A chance remark on a call-in radio show throws The One-Eyed Mack into the Oklahoma governor’s race. And it’s not even his remark.
Radio host Sooner Sam, given name Jimmy D. Ramquist, has a gift for drawing out his guests. When he hosts Buffalo Joe Hayman, Oklahoma’s inimitable governor goes on a toot, claiming that “I want to take government out of government” by privatizing every government function his host can name, from the Oklahoma Bureau of Investigation to the office of the Lieutenant Governor, which Mack has occupied forever (Fine Lines, 1994, etc.).

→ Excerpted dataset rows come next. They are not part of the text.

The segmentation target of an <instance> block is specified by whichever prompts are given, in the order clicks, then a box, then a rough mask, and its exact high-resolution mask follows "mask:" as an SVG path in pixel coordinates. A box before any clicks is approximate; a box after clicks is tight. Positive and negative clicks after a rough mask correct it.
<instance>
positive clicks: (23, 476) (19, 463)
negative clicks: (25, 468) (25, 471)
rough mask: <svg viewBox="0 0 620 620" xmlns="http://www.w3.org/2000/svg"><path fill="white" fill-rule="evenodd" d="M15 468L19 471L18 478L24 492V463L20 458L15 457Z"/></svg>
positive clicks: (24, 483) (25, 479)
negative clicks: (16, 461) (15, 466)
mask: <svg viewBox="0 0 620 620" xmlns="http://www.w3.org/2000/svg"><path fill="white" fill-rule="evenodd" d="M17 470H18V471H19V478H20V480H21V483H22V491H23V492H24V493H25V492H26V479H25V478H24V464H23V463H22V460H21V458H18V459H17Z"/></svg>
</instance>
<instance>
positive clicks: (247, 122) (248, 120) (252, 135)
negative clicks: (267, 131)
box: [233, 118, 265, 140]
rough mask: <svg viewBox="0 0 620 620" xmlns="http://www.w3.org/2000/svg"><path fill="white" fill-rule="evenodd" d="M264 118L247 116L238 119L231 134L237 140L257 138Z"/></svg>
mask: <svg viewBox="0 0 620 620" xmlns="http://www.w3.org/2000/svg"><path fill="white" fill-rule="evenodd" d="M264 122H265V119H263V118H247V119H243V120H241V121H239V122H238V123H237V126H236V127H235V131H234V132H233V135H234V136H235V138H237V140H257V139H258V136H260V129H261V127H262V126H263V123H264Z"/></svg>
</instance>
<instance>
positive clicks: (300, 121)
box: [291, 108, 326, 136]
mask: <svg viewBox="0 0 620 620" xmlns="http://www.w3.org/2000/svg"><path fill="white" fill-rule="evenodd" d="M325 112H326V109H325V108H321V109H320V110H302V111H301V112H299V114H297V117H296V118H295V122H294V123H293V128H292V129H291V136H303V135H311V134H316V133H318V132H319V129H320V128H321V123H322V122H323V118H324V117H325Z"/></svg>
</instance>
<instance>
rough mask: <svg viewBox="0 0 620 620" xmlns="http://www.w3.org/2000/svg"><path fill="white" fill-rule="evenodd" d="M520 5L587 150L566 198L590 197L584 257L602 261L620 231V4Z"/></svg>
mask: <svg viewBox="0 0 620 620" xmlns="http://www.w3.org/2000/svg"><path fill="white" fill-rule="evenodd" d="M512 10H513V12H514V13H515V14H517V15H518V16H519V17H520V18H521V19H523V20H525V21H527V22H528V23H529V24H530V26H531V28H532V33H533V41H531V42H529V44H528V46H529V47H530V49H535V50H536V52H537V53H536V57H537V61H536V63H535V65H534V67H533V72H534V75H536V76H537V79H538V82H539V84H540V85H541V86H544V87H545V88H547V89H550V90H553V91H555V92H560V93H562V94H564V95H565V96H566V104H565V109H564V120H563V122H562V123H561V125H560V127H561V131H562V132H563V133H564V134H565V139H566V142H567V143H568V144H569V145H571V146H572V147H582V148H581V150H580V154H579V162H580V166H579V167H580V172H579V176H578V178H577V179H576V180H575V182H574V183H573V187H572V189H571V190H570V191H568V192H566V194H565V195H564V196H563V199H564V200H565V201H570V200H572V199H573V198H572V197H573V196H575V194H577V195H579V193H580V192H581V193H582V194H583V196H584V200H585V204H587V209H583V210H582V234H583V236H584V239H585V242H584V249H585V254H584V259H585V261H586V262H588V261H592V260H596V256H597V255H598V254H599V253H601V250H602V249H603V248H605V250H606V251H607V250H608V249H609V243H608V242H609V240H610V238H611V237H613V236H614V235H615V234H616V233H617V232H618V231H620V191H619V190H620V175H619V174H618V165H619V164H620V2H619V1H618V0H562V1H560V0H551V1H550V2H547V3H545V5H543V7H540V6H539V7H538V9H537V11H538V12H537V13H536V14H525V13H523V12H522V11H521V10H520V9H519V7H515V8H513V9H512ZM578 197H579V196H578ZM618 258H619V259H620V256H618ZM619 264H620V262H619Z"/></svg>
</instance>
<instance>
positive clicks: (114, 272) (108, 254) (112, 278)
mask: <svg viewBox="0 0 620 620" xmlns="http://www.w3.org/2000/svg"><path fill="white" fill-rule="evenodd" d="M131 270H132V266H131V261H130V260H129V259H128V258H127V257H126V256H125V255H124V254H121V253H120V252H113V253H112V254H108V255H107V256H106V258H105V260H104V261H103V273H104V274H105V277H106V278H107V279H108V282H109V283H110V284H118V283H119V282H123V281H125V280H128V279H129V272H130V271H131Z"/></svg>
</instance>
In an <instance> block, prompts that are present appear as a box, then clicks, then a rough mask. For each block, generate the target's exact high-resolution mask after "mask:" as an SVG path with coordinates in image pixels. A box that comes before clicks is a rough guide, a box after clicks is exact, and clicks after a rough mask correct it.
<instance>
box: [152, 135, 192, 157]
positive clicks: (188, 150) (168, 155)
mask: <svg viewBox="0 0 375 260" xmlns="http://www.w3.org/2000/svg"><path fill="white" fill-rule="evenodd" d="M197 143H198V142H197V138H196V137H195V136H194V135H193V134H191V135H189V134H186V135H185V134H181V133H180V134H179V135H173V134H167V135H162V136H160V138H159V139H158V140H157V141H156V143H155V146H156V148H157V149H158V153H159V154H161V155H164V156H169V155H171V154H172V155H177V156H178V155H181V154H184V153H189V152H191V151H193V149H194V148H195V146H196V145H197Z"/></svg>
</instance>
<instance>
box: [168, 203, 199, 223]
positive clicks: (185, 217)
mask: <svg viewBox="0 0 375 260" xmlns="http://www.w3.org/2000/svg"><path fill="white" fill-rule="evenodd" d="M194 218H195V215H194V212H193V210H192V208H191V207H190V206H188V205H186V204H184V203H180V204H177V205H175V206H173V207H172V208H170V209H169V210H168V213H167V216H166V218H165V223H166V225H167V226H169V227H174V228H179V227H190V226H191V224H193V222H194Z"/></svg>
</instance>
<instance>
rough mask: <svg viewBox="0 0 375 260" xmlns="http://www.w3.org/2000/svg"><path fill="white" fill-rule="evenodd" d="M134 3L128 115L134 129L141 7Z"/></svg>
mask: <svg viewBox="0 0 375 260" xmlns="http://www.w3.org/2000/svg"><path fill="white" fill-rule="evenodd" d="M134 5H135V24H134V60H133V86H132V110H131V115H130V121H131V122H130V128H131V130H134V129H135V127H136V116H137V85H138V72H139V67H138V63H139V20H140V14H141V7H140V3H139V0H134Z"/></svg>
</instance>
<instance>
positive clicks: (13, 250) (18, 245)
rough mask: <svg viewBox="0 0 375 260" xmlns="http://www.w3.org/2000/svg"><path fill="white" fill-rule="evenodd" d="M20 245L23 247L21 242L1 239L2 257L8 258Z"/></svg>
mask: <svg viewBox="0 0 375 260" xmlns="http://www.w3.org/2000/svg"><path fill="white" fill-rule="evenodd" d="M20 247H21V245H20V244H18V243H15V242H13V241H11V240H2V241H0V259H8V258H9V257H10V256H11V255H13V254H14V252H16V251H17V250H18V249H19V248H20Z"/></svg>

Arguing that the governor is patently off his rocker, Mack’s wife Jackie and his old friends Luther Wallace, ex-Speaker of the Oklahoma House, and OBI director C. Harry Hayes persuade Mack to do something he has never done before: go head to head with his boss in the upcoming election. No sooner does the infant campaign issue its first press release, however, than its plans run aground when Mack, in Washington for a meeting of the National Lieutenant Governors’ Association, eats one Milky Way too many, passes out from sugar shock and wakes up en route to the St. Francis Memorial Hospital, where he’s mistaken for another patient scheduled for a triple bypass and gets treated to (and billed for) the surgery himself. While Mack convalesces and Jackie and grandstanding Sooner lawyer Slim Gilbert prepare the mother of all lawsuits against the hospital, Luther takes Mack’s place as the man who would be governor. The tabloid accusations he trades with Buffalo Joe, which could have been ripped from today’s headlines, provoke hilariously credulous responses from Oklahoma radio audiences. And the $50 million lawsuit, though its fairy-tale ending defies belief, shows Mack at his most endearing.
Perhaps the best of all Mack’s adventures. He even gets to try his hand at some shuttle diplomacy worthy of a Henry Kissinger with heart.